Modern cytometry research, especially in the field of immunology, deals with projects that keep increasing in complexity; often scientists collaborate across multiple institutions, acquire many samples per experiment, and follow many patients over time. This increasing complexity comes with the challenges of managing and integrating results from multiple patients, multiple timepoints, multiple sites and multiple populations of interest.

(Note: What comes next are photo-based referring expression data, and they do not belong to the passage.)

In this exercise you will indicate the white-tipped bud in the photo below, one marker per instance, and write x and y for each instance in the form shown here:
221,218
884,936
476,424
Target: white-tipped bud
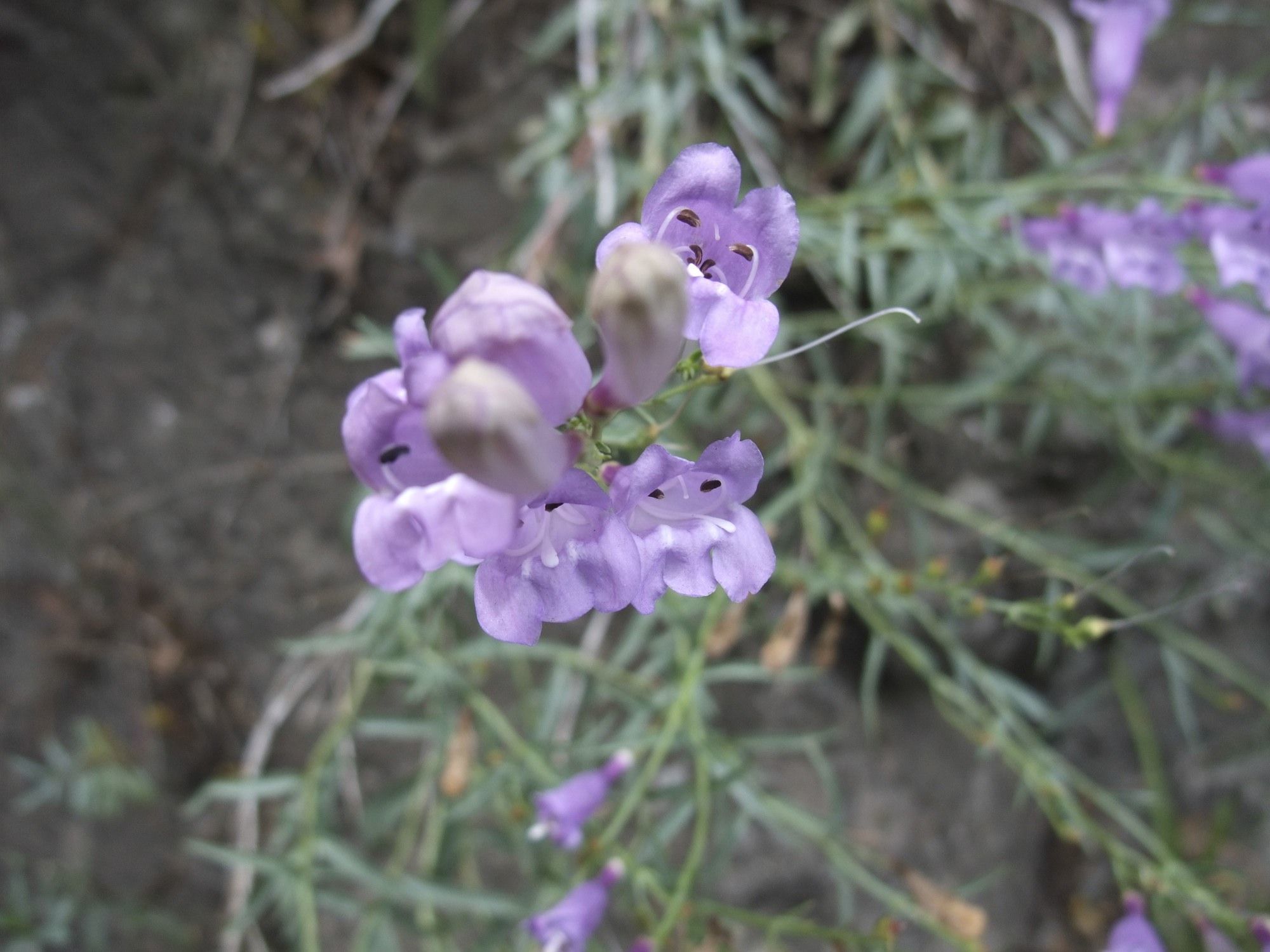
639,301
488,427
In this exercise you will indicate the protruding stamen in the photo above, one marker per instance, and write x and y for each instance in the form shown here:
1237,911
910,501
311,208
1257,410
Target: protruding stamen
393,454
694,220
751,255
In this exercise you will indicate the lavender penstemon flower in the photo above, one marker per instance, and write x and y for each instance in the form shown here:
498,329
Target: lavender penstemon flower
562,812
689,524
1240,242
641,307
1135,932
570,557
1140,249
737,256
1262,934
1245,329
567,926
1073,243
463,451
1121,31
1249,178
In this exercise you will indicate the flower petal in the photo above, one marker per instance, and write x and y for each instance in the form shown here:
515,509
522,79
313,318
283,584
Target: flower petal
737,333
768,220
627,234
745,560
411,334
387,543
739,463
705,175
509,322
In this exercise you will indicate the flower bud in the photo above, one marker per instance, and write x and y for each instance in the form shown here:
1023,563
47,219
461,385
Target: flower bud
490,427
641,304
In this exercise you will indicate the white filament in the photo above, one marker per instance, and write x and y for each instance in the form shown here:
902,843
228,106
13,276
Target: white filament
754,271
832,334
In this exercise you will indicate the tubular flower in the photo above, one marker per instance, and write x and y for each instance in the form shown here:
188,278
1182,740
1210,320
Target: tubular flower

When approaching the planning of such a “big” research study, one of the most important aspects to consider before starting your research is the amount of data your analyses will generate and how you will manage it. To achieve meaningful results in this type of research, it is key to ensure rigor and reproducibility in the methods you use, meaning not only the technology you use to obtain your results, but also the operating procedure you follow during your experiment.
Indeed, the ability to store, backup and organize your data efficiently can be just as important as your actual results. For instance, following a patient over a long period means you need to compare samples that have been acquired months or even years apart. To successfully complete a study, without missing important findings or losing data, you need to be well organized and able to integrate all the information you have on a single sample. Having a good standard operating procedure in place on how to identify, store and backup your data is fundamental to generate meaningful results. Large and complex projects involving many individuals and timepoints are usually conducted by a team of scientists, each with their own way of organizing data. Even naming the files can become challenging: in a simple flow cytometry experiment counting 3 different panels per patient acquired at 4 different timepoints, you can end up with 12 fcs files per individual, that you need to be able to quickly identify (When was it acquired? Which patient? Which panel?). Storing all this information in the file name can become confusing and when this is multiplied by the number of patients normally present in such a longitudinal experimental setting, the hurdles will become obvious.
As new technologies enable acquisition of an ever-increasing number of parameters in a single tube, the size of the files you will end up with is an important factor to consider. And until now, we have not even considered experimental controls, panel controls (e.g., Fluorescence Minus One- FMO) or re-run of your test due to error in stainings or flowrate or any other variable you might not be able to control.
Figure 1: The illustration shows an example of the total number of files that could be generated in a simple study and the relative size of the fcs files generated. If 3 tubes of 19 parameters each are collected for each patient at the four most important time points: pre- and post- treatment, post-intervention and follow up. The FCS files of a patient alone have a size of about 384 MB with the given parameters. Added to this are metadata such as patients ID, experiment number or outcome/biomarker. Download Infographic
Also, to be even more efficient, you will need to find a good solution where to store, along with all the files, other information related to that experiment, such as staining protocols or any other metadata connected to those samples, so that you will be able at anytime to recall every variable of the experiment. Finding a way to link final results to raw data will save you so much time when edits will be requested.
Organizing files is critical in studies. Keeping all generated files clear and organized requires well designed work instructions across all involved laboratories. Thinking about data first is key to success.